Dilata devolución de tierras a comunidad indígena en el predio «La Peña»
Juan Felipe Cisneros Sánchez / Observatorio Indígena Mesoamericano
A una semana de que el Poder Judicial de la Federación emitiera una histórica resolución para resarcir el desalojo violento de familias indígenas en la Huasteca Potosina, la justicia se encuentra retenida por la subordinación política y la omisión institucional. El Ministerio Público adscrito a la Unidad de Investigación y Litigación con sede en Tampamolón Corona se niega a acatar de forma inmediata el mandato federal, dilatando el proceso bajo el argumento de estar a la espera de «instrucciones superiores», politizando un mandato judicial de carácter estrictamente obligatorio.

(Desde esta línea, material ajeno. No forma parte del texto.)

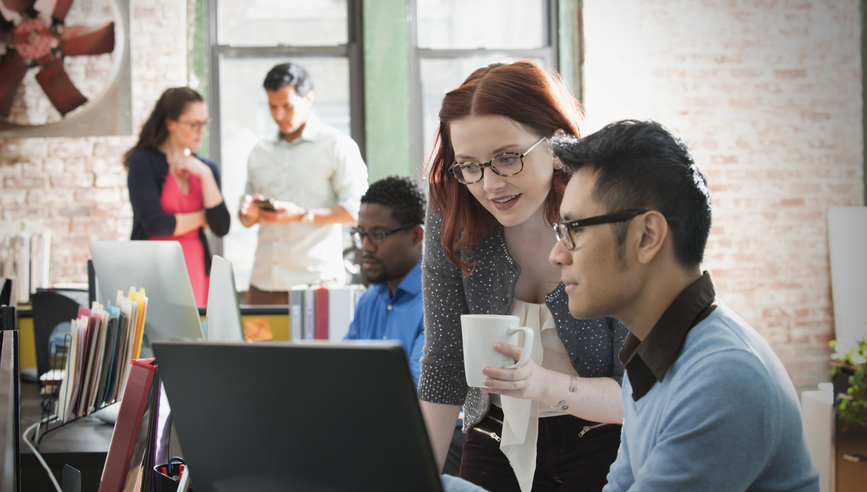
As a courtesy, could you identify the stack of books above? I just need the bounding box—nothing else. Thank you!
[289,285,365,341]
[56,288,148,422]
[0,231,51,304]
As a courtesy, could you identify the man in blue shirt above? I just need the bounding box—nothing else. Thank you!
[345,176,425,385]
[548,121,819,492]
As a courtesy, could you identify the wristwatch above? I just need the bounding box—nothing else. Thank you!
[301,208,313,224]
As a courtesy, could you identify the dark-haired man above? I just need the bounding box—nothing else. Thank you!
[346,176,425,385]
[238,63,367,304]
[550,121,818,492]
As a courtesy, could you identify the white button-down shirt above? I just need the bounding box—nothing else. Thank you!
[246,115,367,291]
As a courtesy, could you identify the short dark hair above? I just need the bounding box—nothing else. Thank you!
[554,120,711,267]
[262,63,313,97]
[361,175,425,225]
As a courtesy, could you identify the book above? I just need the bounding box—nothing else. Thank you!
[99,359,158,492]
[304,288,316,340]
[289,289,304,340]
[94,316,117,407]
[313,287,328,340]
[328,285,358,341]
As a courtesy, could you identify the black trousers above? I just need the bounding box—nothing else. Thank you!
[460,405,621,492]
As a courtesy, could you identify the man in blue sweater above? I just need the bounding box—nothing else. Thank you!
[550,121,819,492]
[345,176,425,386]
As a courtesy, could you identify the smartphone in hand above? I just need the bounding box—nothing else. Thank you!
[253,198,277,212]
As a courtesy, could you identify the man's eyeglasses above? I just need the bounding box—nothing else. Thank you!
[449,137,548,184]
[554,210,648,251]
[177,120,211,132]
[349,224,416,249]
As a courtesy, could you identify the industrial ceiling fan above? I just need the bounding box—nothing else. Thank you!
[0,0,115,118]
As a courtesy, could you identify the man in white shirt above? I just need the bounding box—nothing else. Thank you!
[238,63,367,304]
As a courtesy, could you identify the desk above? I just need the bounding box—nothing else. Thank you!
[21,381,114,492]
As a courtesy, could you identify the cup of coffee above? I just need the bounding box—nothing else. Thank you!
[461,314,533,388]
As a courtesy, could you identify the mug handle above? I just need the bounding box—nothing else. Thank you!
[503,326,533,369]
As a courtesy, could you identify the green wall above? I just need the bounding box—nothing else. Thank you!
[363,0,412,182]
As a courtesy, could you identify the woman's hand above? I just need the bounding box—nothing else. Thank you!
[166,149,212,183]
[482,342,623,424]
[482,342,555,401]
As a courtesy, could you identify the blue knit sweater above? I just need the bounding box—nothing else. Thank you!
[604,301,819,492]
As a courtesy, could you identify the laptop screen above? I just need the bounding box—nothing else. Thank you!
[153,340,442,492]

Como antecedente, el pasado 24 de junio de 2026, el Juzgado Quinto de Distrito en el Estado (con sede en Ciudad Valles), en estricto acatamiento al fallo del Tribunal Colegiado en Materia Penal del Noveno Circuito (Queja Penal 195/2026), dictó un auto definitivo dentro del incidente de suspensión 405/2026 (Mesa I). En dicho documento, se concedió una suspensión provisional con efectos restitutorios, ordenando de manera categórica:
«…de manera inmediata, fije fecha y hora para el desahogo de la diligencia en la que se restituya a los directamente quejosos en la vivienda y tierras de las que fueron lanzados ubicadas en el Rancho La Peña, localidad Agua Fría, municipio de Tampamolón Corona, San Luis Potosí, y levante el acta circunstanciada correspondiente…»
Ante la exigencia de cumplimiento, la representación social local ha congelado el trámite, violentando el principio de inmediatez que exige la Ley de Amparo.

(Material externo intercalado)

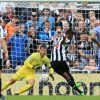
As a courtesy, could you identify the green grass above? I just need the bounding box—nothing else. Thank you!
[5,96,100,100]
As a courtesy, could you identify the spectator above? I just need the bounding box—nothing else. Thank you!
[38,21,55,40]
[27,26,38,55]
[84,59,97,71]
[5,17,17,42]
[2,4,15,23]
[74,21,86,42]
[8,25,28,69]
[85,11,97,27]
[25,11,38,32]
[37,8,55,30]
[77,33,93,66]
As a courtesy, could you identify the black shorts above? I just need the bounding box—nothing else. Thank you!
[51,61,69,75]
[0,59,3,70]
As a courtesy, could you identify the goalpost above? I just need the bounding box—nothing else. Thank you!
[0,0,100,95]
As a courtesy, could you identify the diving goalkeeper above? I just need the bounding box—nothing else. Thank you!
[1,44,54,95]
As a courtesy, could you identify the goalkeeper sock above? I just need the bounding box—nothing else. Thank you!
[1,81,12,91]
[17,84,33,94]
[67,79,83,94]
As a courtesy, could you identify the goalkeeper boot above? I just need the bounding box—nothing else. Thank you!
[80,93,85,96]
[76,83,82,88]
[0,94,5,99]
[14,93,19,95]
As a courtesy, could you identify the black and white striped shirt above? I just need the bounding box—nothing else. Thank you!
[51,36,70,61]
[0,26,4,59]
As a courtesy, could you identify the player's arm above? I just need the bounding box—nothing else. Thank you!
[90,31,100,47]
[62,28,74,44]
[46,58,54,81]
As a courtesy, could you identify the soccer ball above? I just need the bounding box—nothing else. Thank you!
[40,74,49,82]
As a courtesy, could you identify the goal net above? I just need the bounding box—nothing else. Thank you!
[0,0,100,95]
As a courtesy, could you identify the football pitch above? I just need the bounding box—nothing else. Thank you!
[5,96,100,100]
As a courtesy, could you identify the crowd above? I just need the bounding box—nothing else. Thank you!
[0,1,100,70]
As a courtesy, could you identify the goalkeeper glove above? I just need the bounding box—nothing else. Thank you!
[49,67,54,81]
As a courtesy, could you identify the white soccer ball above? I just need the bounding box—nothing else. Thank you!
[40,74,49,82]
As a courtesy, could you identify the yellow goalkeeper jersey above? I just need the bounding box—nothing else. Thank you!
[24,52,51,69]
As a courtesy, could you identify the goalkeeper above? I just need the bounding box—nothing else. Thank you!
[1,44,54,95]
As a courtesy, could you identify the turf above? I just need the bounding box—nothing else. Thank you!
[5,96,100,100]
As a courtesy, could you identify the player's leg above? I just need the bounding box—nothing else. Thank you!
[15,70,35,95]
[51,61,83,94]
[1,69,24,91]
[0,59,5,99]
[62,71,83,95]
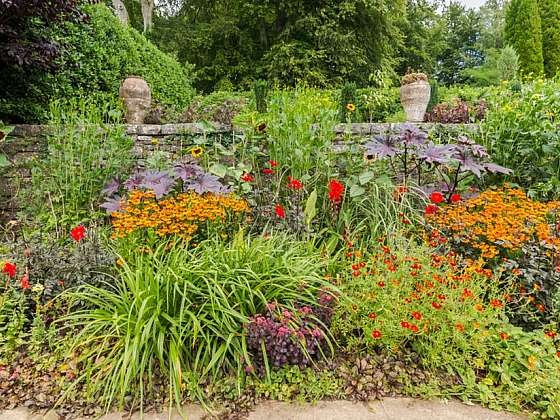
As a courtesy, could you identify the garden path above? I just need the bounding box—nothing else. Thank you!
[0,398,528,420]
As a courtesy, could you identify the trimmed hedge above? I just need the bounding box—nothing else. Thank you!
[0,4,195,122]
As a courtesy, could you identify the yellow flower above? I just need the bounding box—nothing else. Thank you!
[191,146,204,159]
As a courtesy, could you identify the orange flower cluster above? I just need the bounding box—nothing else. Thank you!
[426,186,560,260]
[112,190,249,240]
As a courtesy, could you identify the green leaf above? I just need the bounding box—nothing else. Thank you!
[358,171,375,185]
[209,163,227,178]
[304,190,317,226]
[350,185,366,198]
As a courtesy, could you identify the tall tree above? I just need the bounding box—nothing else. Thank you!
[505,0,544,75]
[539,0,560,77]
[150,0,405,91]
[397,0,441,75]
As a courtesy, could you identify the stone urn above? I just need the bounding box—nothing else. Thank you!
[119,76,152,124]
[401,80,431,122]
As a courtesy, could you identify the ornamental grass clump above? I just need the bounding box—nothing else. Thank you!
[61,235,330,408]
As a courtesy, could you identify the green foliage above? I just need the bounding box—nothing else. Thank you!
[480,80,560,198]
[0,288,28,360]
[253,366,344,402]
[0,4,193,122]
[497,45,519,81]
[64,235,327,407]
[151,0,404,91]
[267,88,337,179]
[426,79,439,112]
[505,0,544,76]
[338,82,360,122]
[253,80,269,114]
[435,2,484,84]
[539,0,560,77]
[25,98,133,233]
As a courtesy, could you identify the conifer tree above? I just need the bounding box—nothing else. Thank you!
[539,0,560,77]
[505,0,544,75]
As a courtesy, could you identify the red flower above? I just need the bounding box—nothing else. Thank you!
[288,176,303,191]
[451,194,462,203]
[430,191,445,204]
[21,273,29,289]
[412,312,422,321]
[2,262,16,278]
[70,225,86,242]
[424,204,439,215]
[274,204,286,219]
[329,179,344,203]
[241,172,255,182]
[490,299,504,308]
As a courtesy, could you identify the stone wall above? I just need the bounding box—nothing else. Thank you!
[0,123,239,221]
[0,123,478,220]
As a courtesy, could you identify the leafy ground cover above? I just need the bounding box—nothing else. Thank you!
[0,81,560,418]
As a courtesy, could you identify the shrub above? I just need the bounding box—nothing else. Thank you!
[63,235,328,407]
[338,82,360,122]
[179,91,248,126]
[424,101,486,124]
[505,0,544,75]
[539,0,560,77]
[25,98,133,231]
[478,80,560,198]
[497,45,519,80]
[0,4,193,122]
[253,80,268,114]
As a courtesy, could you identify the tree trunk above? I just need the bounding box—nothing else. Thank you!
[113,0,128,25]
[140,0,154,32]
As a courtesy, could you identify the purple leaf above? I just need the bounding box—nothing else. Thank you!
[185,173,227,194]
[458,155,485,178]
[99,195,122,214]
[124,172,144,191]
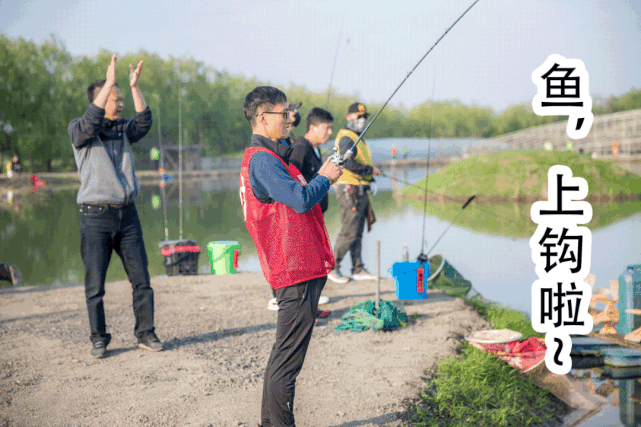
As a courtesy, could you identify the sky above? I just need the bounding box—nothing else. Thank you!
[0,0,641,112]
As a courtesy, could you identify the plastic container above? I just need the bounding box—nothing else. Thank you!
[207,241,240,274]
[391,261,430,299]
[158,239,200,276]
[617,264,641,335]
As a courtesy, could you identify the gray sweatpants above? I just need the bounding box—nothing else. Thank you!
[261,277,327,427]
[334,185,369,275]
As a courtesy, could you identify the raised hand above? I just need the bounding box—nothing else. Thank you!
[105,54,118,87]
[129,61,144,87]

Con esta dilación la Fiscalía Estatal Pretende Ignorar:
- Los magistrados federales determinaron que la comunidad no debió ser despojada de su espacio vital. Al tratarse de una flagrante violación a los derechos humanos, la devolución de las viviendas y parcelas debe ser inmediata, sin esperar el desenlace total del juicio.
- El auto federal es explícito al señalar que, de existir dilación o desacato, el agente del Ministerio Público responsable se hará acreedor a una multa de doscientas treinta Unidades de Medida y Actualización (UMA), de conformidad con el artículo 260, fracción I, de la Ley de Amparo.
- La parálisis del Ministerio Público prolonga la situación de desamparo de las familias originarias y de un menor de edad (de identidad reservada), atropellando la urgencia que el propio juzgado federal decretó, misma que incluye la coordinación de intérpretes en lenguas Náhuatl, Tének y Maya mediante el Centro Coordinador de Pueblos Indígenas (CCPI) en Tancanhuitz.
La actitud omisa de la Fiscalía local evidencia una alarmante falta de autonomía técnica y una peligrosa politización del aparato de procuración de justicia en San Luis Potosí, donde las órdenes de mandos superiores parecen pesar más que los mandatos de la Constitución y los Tratados Internacionales (como el Convenio 169 de la OIT).
Las organizaciones defensoras de los derechos de los pueblos originarios y la opinión pública exigen a la Fiscalía General del Estado el cese inmediato de las maniobras dilatorias. Hacen un llamado urgente al Juzgado Quinto de Distrito para que haga efectivo el apercibimiento por desacato y obligue al Ministerio Público a cumplir con la restitución material del predio «La Peña», garantizando la seguridad e integridad física de las familias retornadas.